# Fantasy Fest hyatt SSH odds



## PhillyD45 (May 13, 2015)

What are the odds of getting into Sunset Harbor for Fantasy Fest if reserved last week of April? Any idea???


----------



## bdh (May 17, 2015)

PhillyD45 said:


> What are the odds of getting into Sunset Harbor for Fantasy Fest if reserved last week of April?
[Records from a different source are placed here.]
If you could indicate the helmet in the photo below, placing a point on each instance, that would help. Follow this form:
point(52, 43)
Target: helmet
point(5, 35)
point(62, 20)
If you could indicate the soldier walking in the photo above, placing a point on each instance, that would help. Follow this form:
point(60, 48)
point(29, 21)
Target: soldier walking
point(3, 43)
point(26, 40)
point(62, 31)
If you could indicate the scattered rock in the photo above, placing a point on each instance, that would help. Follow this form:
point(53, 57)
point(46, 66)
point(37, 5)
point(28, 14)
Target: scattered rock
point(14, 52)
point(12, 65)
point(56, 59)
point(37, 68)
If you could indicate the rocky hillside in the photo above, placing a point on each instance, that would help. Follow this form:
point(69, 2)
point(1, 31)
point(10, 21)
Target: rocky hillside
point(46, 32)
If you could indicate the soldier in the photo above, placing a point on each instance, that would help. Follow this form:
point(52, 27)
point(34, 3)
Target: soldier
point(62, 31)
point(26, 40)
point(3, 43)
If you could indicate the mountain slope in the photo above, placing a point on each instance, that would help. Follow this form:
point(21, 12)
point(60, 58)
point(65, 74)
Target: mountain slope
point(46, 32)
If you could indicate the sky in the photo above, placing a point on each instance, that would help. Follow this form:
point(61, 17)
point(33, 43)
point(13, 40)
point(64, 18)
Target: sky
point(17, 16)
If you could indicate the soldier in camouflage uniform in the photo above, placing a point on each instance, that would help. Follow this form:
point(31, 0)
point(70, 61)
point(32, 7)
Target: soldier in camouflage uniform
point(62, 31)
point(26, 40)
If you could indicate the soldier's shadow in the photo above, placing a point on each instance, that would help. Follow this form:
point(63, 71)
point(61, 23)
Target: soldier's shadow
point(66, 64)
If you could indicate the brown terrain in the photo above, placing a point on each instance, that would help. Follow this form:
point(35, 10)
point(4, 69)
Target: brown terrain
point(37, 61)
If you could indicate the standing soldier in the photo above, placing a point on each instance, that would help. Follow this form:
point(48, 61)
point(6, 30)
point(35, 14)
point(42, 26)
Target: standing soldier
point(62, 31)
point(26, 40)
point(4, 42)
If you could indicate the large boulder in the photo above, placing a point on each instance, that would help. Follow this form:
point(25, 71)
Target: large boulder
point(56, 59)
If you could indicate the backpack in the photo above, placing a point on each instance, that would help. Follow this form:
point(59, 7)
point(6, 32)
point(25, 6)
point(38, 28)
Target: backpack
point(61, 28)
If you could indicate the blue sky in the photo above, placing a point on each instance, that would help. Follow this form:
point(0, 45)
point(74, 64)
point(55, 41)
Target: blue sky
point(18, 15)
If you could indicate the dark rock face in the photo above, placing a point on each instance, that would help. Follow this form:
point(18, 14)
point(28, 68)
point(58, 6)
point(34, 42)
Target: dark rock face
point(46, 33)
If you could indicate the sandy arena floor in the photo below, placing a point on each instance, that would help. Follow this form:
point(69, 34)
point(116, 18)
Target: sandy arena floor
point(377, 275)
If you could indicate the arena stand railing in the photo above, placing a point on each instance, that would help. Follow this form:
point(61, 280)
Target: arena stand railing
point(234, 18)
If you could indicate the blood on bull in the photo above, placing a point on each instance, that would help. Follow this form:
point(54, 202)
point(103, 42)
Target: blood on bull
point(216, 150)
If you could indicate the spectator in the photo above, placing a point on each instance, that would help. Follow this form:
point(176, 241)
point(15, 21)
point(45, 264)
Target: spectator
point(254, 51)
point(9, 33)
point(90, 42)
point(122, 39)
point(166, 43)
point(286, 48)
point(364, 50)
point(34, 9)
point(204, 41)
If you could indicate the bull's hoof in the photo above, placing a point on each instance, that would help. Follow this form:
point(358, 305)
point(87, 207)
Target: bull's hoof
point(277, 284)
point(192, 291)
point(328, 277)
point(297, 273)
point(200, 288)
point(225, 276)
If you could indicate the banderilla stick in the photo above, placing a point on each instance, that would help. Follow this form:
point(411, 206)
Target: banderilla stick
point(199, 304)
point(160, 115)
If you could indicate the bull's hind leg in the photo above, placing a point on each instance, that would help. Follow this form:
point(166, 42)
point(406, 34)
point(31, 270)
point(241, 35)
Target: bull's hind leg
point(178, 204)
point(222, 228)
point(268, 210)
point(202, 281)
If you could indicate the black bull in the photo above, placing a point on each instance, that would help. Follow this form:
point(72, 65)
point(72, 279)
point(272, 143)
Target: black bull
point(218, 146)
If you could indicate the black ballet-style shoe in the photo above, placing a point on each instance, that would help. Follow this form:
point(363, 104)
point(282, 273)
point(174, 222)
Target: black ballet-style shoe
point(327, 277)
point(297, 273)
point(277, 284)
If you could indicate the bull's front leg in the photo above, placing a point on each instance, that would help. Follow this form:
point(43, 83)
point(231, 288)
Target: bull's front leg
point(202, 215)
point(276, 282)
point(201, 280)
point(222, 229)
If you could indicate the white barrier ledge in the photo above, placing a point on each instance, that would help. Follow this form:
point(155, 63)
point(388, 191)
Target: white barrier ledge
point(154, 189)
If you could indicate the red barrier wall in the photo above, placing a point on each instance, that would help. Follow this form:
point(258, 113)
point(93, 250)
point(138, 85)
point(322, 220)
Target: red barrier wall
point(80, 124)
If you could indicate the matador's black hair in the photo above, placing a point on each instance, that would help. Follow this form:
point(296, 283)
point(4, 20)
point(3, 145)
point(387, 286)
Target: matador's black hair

Any idea???



Literally 1 in 40.  The majority of HSH FF week owners either use the week themselves or rent them out for $2500 to $4000 - but there is usually 1 HRC person that wins the lottery and exchanges in (there are 40 units at HSH, hence the 1 in 40).


----------



## Kal (May 17, 2015)

I would think 1 in 40 is generous.  My estimate is very close to ZERO.  Any available units for the FF week have already been released.  If you didn't get one, I suggest 2016 FF.


----------



## bdh (May 17, 2015)

Kal said:


> I would think 1 in 40 is generous.  My estimate is very close to ZERO.  Any available units for the FF week have already been released.  If you didn't get one, I suggest 2016 FF.



There used to be 3 maybe 4 exchanges that would get in 5+ years ago, but that number has gone done each year - so ZERO may be the new norm.  

Re: "If you didn't get one" - if OP didn't get one, they should shoot for 2017 as its already too late to have a shot at 2016.  

I suspect the reality is that the OP's best bet is a Redweek rental.  (Sorry TUG, I just don't see a TUG FF listing happening due to the basic "thrifty" nature of the TUG crowd.)


----------